As mentioned above, IP3Rs are the most important actors in Ca2+ release from internal stores, controlled by Ca2+ itself that acts either on the luminal or cytoplasmic sides of the channel.

5.1 IP3Rs

IP3Rs, the main Ca2+-release channels in the ER of most cell types, consist of four subunits of about 310 kDa each with a similar general structure. In mammals, three different genes encode for three different isoforms (IP3R1, -2 and -3). Structurally, the proteins have a cytoplasmic N-terminal hydrophobic region, predicted to contain six membrane-spanning helices, and a relatively short cytoplasmic C-terminus. Functionally, the N-terminal domain contains the IP3-binding domain and a "regulatory"/"coupling" domain. IP3Rs can be modulated primarily by IP3 and Ca2+ itself; the latter can also regulate IP3Rs indirectly through calmodulin (CaM); other modulators include phosphorylation by Ca2+/CaM-dependent kinase II (CaMKII), cGMP-dependent protein kinase (PKG), protein kinase C (PKC), and cAMP-dependent protein kinase (protein kinase A, PKA). This suggests that the IP3R works as a crosstalk station between Ca2+ signalling and phosphorylation [31]. As a confirmation of this, IP3R isoforms contain multiple phosphorylation consensus sites and many docking sites for protein kinases and phosphatases, and at least 15 different protein kinases are known to directly phosphorylate IP3R [32].

6. Mitochondria in calcium signalling

Mitochondria are important components of the "OFF" reaction since they modulate both the amplitude [33] and the spatio-temporal patterns of Ca2+ signals [34, 35].

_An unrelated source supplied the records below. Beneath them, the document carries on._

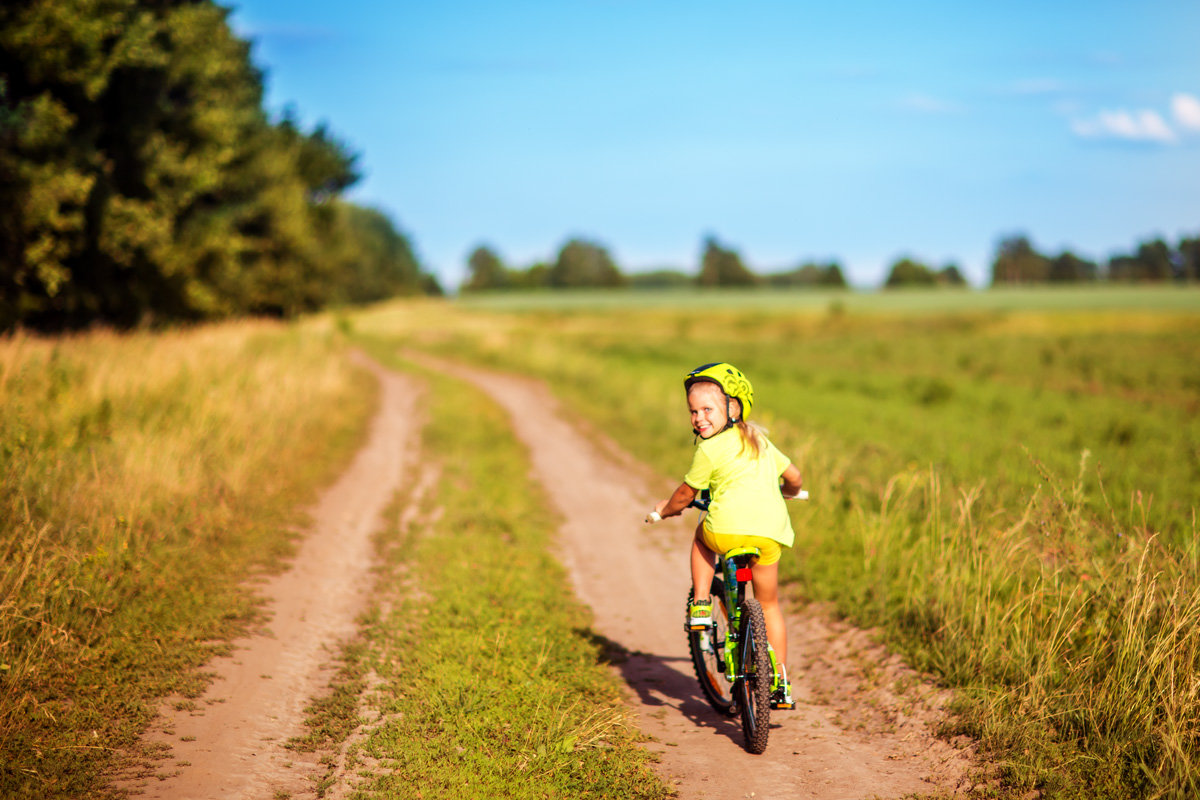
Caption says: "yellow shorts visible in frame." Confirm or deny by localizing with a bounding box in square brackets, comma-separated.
[701, 525, 784, 566]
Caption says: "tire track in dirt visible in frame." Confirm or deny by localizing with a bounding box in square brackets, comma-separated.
[125, 354, 420, 800]
[417, 353, 972, 800]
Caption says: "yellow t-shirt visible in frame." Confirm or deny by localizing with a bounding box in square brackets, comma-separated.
[683, 428, 796, 547]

That mitochondria can accumulate certain ions from the suspending medium was first observed in the early 1960s, when was discovered that isolated mitochondria from rat liver, kidney, brain and heart can accumulate large net amounts of Ca2+ from the suspending medium during electron transport, up to several hundred times the initial Ca2+ content [36].

In these studies, initial velocities of energy-dependent Ca2+ uptake were measured by stopped-flow and dual-wavelength techniques in mitochondria isolated from hearts of rats. The first rate of Ca2+ uptake shows that the initial velocity of Ca2+ uptake was slow at low concentrations of Ca2+ and increased sigmoidally to 10 nM Ca2+/s/mg protein at 300 μM Ca2+. Similar results were obtained by the employment of mitochondria subjected of a wide range of mitochondrial protein in the medium (0.5-10 mg/ml), when these organelles were oxidizing glutamate-malate and when acetate was replacing phosphate as a permanent anion [37].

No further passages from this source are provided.